Le sceptre d’Hermès est un bâton lisse et ailé autour duquel deux serpents s’entrelacent (cf. fig 1)[2]. Il véhiculait l’image du commerce, de l’éloquence et de la communication ainsi que de la sagesse, de la puissance et de l’autorité, et protégeait celui qui le portait. Hermès était entre autres le dieu grec des chemins, le patron des commerçants, du commerce, de l’éloquence et de tout ce qui nécessitait ruse et adresse.

De caractère amène, il était bienveillant à l’égard des humains. Il était également le patron des animaux, des troupeaux, des bergers et des végétaux. En tant que patron des bergers, Hermès était aussi le dieu des éléments.

Hermès accompagnait en outre les défunts dans le royaume des morts du dieu Hadès et était aussi connu comme le porteur de messages des dieux aux mortels, et donc comme porteur de nouvelles.


On rencontre le serpent, dans la Genèse hébraïque, sur l’arbre de la Connaissance. L’arbre est l’axe du monde. Ses racines plongent dans la terre féconde qui le nourrie, son feuillage atteint le ciel. A ses deux extrémités, s’opposent le pôle céleste et le pôle souterrain. De part et d’autre du tronc de l’arbre

Dans les "Nombres" ( XXI, 8-9), Yahvé dit à Moïse : « Façonne-toi un Brûlant que tu placeras sur un étendard. Quiconque aura été mordu et le regardera, restera en vie ». Moïse façonna un serpent d’airain qu’il plaça sur un étendard et si un homme était mordu par quelque serpent, il regardait le serpent d’airain et restait en vie.

J. Boulnois nous dit du bâton : « Le caducée est associé à l’arbre sacré…Le caducée mésopotamien montre une baguette centrale. Elle semble bien être le souvenir de l’arbre… On est donc en droit de regarder la baguette du caducée d’Hermès (et celui, d’ailleurs, le bâton du caducée d’Esculape) comme le symbole de l’arbre, associé, demeure, ou substitut de la divinité.

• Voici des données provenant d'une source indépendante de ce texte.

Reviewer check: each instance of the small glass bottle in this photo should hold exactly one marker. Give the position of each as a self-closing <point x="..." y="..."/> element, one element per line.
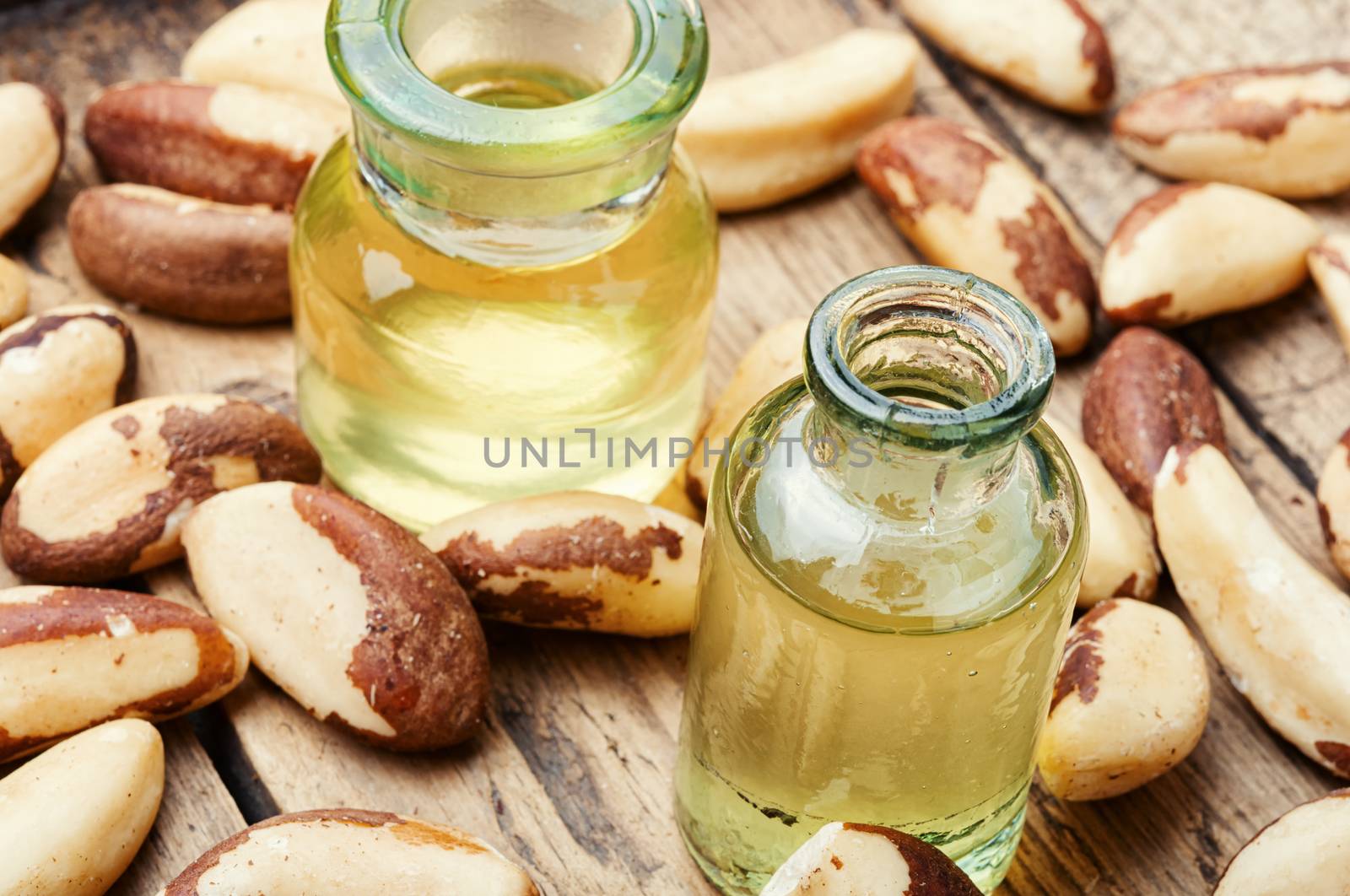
<point x="894" y="547"/>
<point x="504" y="251"/>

Que cette baguette ait pris par la suite une autre signification, la puissance de la divination ou le pouvoir guérisseur, il n’en reste pas moins qu’elle symbolise l’efficience de la divinité de l’arbre. »

En Inde, plus ancien qu’en Grèce, le caducée est le bâton du chantre ou du poète. On l’a retrouvé sur des tablettes datant de la première moitié du IIIe millénaire avant notre ère [8].

Dans le yoga de la Kundalini, le caducée est développé en tant que symbole de l’énergie vitale. Trois des nadi (rivières) qui irriguent le corps subtil, retiennent l’attention : l’une se dresse de la base du tronc à la tête (le long de la colonne vertébrale), les deux autres s’entrelacent autour d’elle à la façon des deux serpents du caducée

Le mot latin caduceus provient du grec kêrukeion qui est l’« insigne de héraut » ou « bâton du héraut ».

Un héraut est un officier chargé de porter des messages, un annonciateur. Pour le récompenser de lui avoir offert sa lyre et de lui avoir fabriqué sa syrinx (flute de Pan), Apollon (personnification du soleil) donna à Hermès le caducée, une baguette en or (métal solaire) afin qu’il soit le messager des dieux [10], de l’Olympe aux Enfers, en passant par le monde des humains.

Le temps qui passe

Les deux serpents ondulants sur le bâton sont une synthèse du temps linéaire (passé-présent-futur) associé au temps cyclique (naissance-mort-renaissance). Le cycle d’évolution n’est donc pas refermé sur lui-même. Il s’élève à chaque tour en spiritualité.

Iris

Iris est l’équivalent féminin d’Hermès. Elle est la messagère de Zeus et porte le caducée. Elle emprunte la voie de l’arc-en-ciel, pont entre le Ciel et la Terre, pour transmettre les missives divines [

Alchimie

Pour les alchimistes, le caducée est le sceptre d’Hermès, dieu de l’alchimie. En alchimie les deux serpents symbolisent le soufre et le mercure, couple de forces opposées en équilibre, alliance du Feu et de l’Eau, du soleil et de la lune, les principes antagonistes, à priori, impossibles à réunir et qui pourtant sont la base de la réalisation de l’Œuvre.